Hello trid users,
some days ago i had trouble with booting UEFI system with GRUB and secure
boot. So i first look at files on EFI partition mounted on /boot/efi. In sub
directory with name like ubuntu i found files like BOOTX64.CSV with file name
suffix CSV.
So i run trid utility on my CSV samples. Most of the samples are not
recognized. Some "artificial" samples with BOM (byte order mark) are described
as "Text - UTF-16 (LE) encoded" by txt-utf-16-le.trid.xml with mime type
text/plain and file name suffix (.TXT) (see appended trid-old.txt
trid-v-old.txt in output).
For comparison reason i also run the file format identification utility DROID
(See
https://sourceforge.net/projects/droid/). Here all samples are
recognized. These are described as "Comma Separated Values" by PUID x-fmt/18
with mime type text/csv. But the recognition is here only based on the file
name suffix (see appended droid-sbat.csv in output).
For comparison reason i also run file command (version 5.45) on such
samples. Here most CSV samples especially all real world examples are not
recognized and are described as "data". A few like sbat.csv are described as
"CSV Unicode text" with UTF-16, little-endian encoding.
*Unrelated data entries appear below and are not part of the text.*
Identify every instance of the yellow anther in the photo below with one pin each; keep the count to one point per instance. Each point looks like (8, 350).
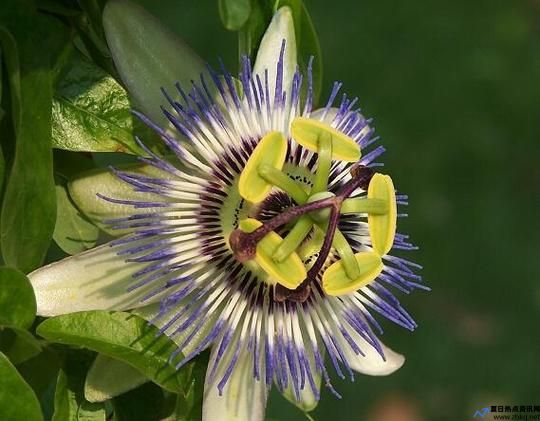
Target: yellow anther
(336, 282)
(382, 227)
(290, 272)
(271, 150)
(307, 133)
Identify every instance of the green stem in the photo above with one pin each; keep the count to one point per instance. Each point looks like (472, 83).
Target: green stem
(294, 238)
(284, 182)
(325, 162)
(364, 205)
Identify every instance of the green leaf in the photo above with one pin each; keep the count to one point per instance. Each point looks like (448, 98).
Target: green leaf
(250, 35)
(234, 13)
(73, 232)
(91, 111)
(19, 345)
(29, 207)
(148, 56)
(10, 58)
(17, 301)
(108, 378)
(120, 335)
(69, 402)
(17, 400)
(84, 188)
(307, 41)
(189, 402)
(146, 403)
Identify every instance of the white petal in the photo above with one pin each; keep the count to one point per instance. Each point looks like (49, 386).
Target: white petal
(94, 280)
(108, 378)
(372, 363)
(150, 312)
(281, 28)
(243, 398)
(84, 189)
(308, 400)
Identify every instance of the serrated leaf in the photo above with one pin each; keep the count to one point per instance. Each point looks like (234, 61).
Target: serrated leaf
(17, 301)
(73, 232)
(120, 335)
(91, 111)
(109, 377)
(17, 400)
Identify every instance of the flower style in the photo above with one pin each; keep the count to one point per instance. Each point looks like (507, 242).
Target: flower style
(264, 236)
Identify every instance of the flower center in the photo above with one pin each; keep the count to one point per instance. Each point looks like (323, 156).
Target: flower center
(279, 218)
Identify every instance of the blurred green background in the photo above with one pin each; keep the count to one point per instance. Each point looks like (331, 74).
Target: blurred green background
(454, 88)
A few are described as
"Unicode text" with UTF-16, little-endian encoding (see appended file-5.45.txt
in output). For the "recognized " samples here mime type text/csv or
text/plain is shown (see appended file-i-5.45.txt in output). Here no file
name suffix is shown (see appended file-ext-5.45.txt in output).
Luckily i found page about UEFI shim boot loader on github web site. So i use
this. So the reference URL in new definition is expressed by line like:
<RefURL>
https://github.com/rhboot/shim/blob/main/SBAT.md</RefURL>
Unfortunately there no precisely file format for this CSV is listed here.
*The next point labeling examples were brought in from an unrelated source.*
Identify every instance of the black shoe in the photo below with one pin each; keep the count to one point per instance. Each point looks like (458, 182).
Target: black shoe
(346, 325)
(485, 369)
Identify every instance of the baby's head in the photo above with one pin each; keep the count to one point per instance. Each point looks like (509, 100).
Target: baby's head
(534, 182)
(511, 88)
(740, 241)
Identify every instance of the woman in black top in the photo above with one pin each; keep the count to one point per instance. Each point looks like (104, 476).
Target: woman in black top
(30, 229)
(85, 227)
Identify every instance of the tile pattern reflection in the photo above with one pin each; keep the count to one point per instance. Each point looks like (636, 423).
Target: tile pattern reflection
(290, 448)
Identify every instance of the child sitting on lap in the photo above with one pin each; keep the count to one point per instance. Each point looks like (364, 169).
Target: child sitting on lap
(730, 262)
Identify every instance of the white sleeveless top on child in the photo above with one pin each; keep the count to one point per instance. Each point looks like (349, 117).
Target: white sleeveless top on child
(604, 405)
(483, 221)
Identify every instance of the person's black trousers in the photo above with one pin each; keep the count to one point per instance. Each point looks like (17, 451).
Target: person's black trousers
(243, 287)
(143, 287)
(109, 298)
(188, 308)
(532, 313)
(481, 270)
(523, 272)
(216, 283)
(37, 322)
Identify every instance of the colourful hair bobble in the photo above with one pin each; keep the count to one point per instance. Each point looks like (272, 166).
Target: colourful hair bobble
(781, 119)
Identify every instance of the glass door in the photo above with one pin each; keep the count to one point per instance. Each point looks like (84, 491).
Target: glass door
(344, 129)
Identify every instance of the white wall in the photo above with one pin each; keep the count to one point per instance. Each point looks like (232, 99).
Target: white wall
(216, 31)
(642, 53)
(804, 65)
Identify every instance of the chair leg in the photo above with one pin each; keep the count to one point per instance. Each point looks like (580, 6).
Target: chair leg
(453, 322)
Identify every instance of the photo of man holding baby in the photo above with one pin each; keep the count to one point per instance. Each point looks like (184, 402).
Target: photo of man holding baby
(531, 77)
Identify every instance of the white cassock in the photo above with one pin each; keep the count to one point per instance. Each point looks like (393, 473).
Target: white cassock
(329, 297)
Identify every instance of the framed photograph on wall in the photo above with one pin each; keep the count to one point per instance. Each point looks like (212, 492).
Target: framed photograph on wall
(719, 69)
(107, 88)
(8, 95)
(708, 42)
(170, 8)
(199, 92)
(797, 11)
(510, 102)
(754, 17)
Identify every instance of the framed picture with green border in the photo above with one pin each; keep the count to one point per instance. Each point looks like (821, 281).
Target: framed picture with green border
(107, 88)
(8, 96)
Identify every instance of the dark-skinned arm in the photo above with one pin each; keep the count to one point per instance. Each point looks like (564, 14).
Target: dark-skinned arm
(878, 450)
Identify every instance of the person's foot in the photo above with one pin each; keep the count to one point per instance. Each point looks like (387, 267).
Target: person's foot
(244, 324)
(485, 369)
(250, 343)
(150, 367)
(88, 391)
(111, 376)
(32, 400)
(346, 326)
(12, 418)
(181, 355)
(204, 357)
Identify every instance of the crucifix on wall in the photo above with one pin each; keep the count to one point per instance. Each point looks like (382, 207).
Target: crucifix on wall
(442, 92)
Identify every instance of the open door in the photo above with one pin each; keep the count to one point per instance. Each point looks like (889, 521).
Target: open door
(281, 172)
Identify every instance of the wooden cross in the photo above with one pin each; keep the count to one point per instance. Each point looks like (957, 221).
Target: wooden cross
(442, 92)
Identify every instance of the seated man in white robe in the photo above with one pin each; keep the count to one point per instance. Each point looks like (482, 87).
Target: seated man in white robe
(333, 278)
Some more details can be found at Rod Smith page about managing EFI boot
loaders for Linux and fallback. See:
https://www.rodsbooks.com/efi-bootloaders/fallback.htmlThe CSV samples contain comma-separated values (CSV). One line contains 4 data
elements separated by commas (filename, label, options,description).
Unfortunately the exact encoding is not mentioned, but apparently for real
world examples this is UTF-16 (little endian) without BOM (Byte Order
Mark). But i do not know if this always true. So i mention my observations in
the remark line. Because in samples ASCII like strings are stored as UTF-16 LE
i got at odd offset nil bytes. That is expressed by XML constructs like:
<Pattern>
<Bytes>00</Bytes>
<Pos>1</Pos>
</Pattern>
<Pattern>
<Bytes>00</Bytes>
<Pos>3</Pos>
</Pattern>
...
<Pattern>
<Bytes>00</Bytes>
<Pos>107</Pos>
</Pattern>
Maybe that there exist samples with label or description field in
Chinese. Then 16 bits for characters are used and nil bytes at higher offset
will vanish. At the beginning the file name of UEFI bootable is stored. For
system files all operating system i know used English based names. So the nil
bytes at lower offset will probably always be true.
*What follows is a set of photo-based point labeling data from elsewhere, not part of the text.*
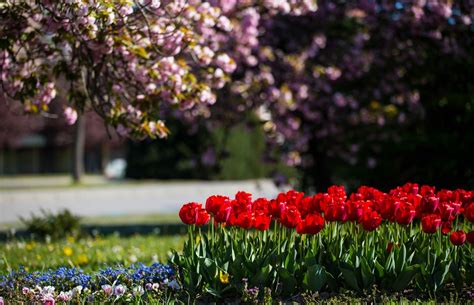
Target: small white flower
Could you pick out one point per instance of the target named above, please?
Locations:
(107, 289)
(77, 290)
(138, 291)
(174, 285)
(120, 290)
(47, 290)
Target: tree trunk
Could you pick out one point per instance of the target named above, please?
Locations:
(79, 146)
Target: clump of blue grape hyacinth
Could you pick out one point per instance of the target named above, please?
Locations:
(136, 283)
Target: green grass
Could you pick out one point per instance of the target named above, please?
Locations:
(89, 254)
(113, 220)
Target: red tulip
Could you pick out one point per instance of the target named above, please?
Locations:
(429, 204)
(262, 222)
(354, 210)
(470, 237)
(371, 220)
(243, 197)
(189, 212)
(243, 220)
(458, 238)
(446, 228)
(336, 212)
(290, 217)
(202, 217)
(405, 214)
(430, 223)
(261, 205)
(389, 247)
(223, 214)
(469, 212)
(312, 224)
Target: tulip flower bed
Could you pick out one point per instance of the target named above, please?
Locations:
(411, 238)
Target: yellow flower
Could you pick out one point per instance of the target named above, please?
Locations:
(67, 251)
(224, 277)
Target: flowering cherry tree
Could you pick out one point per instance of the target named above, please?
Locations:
(127, 60)
(132, 62)
(325, 82)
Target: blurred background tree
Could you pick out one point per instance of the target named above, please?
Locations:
(358, 92)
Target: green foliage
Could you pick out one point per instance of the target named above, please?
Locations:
(55, 226)
(234, 153)
(342, 256)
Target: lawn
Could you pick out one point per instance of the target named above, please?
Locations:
(89, 253)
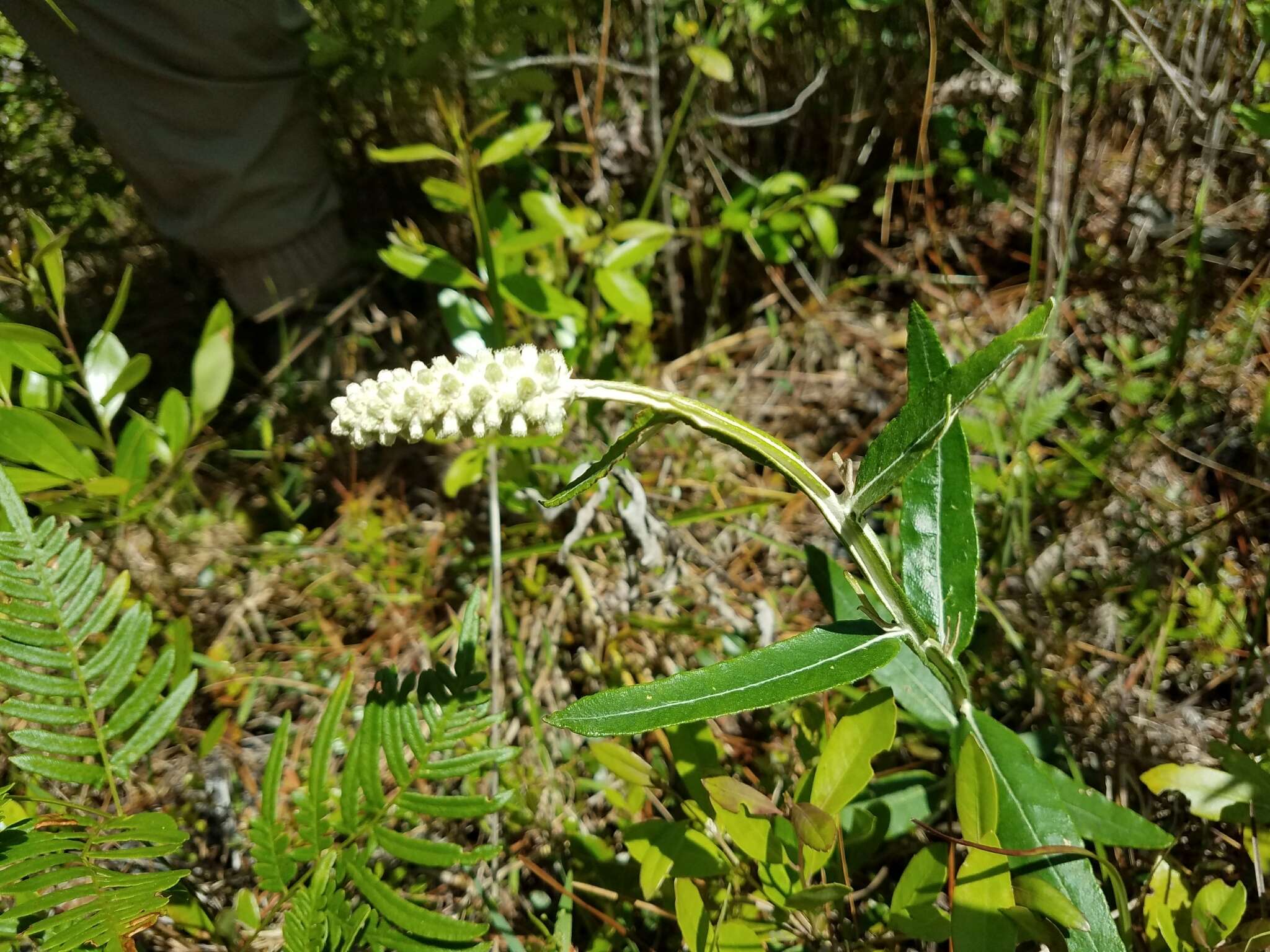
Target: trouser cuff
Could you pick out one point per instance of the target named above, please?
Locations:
(283, 276)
At the beginning the file name of bootable executables is stored. In real
world examples i found here similar strings (shimx64.efi, shimia32.efi,
refind_x64.efi). The UEFI staff is mainly pushed by Intel and Microsoft. The
standard bootable on such systems is like BOOTX64.EFI or bootia32.efi. So i
assume that other partners use the Windows convention to characterize such
bootable executables by 4 byte .efi sting at the end of file name. That is
expressed inside global strings section by line like:
<String>.'E'F'I</String>
So this probably always true.
The description field in my inspected real world samples start with phrase
"This is the boot entry for " followed by Linux distribution name (like redhat
ubuntu). That is expressed inside global strings section by line like:
<String>T'H'I'S' 'I'S' 'T'H'E' 'B'O'O'T' 'E'N'T'R'Y' 'F'O'R</String>
Maybe that there exist some exotic samples with Chinese text. Then the above
construct would be not true any more.
Most Linux (and Windows and macOS) text editors create ASCII files by default
for CSV samples. Or because of nil bytes does not handle the SBAT samples as
text when opening. But as "Text - UTF-16 (LE) encoded" instead of
application/octet-stream get mime type text/plain here we got a similar mime
type. So i choose what is shown by file command and DROID. So this expressed
by line like:
<Mime>text/csv</Mime>
With the new definition such CSV samples are now recognized and described (see
appended trid-v-new.txt trid-new.txt in output).
TrID definitions, some samples and output are stored in archive CSV_.zip. I
hope that my definition can be used in future version of triddefs.
With best wishes
J?rg Jenderek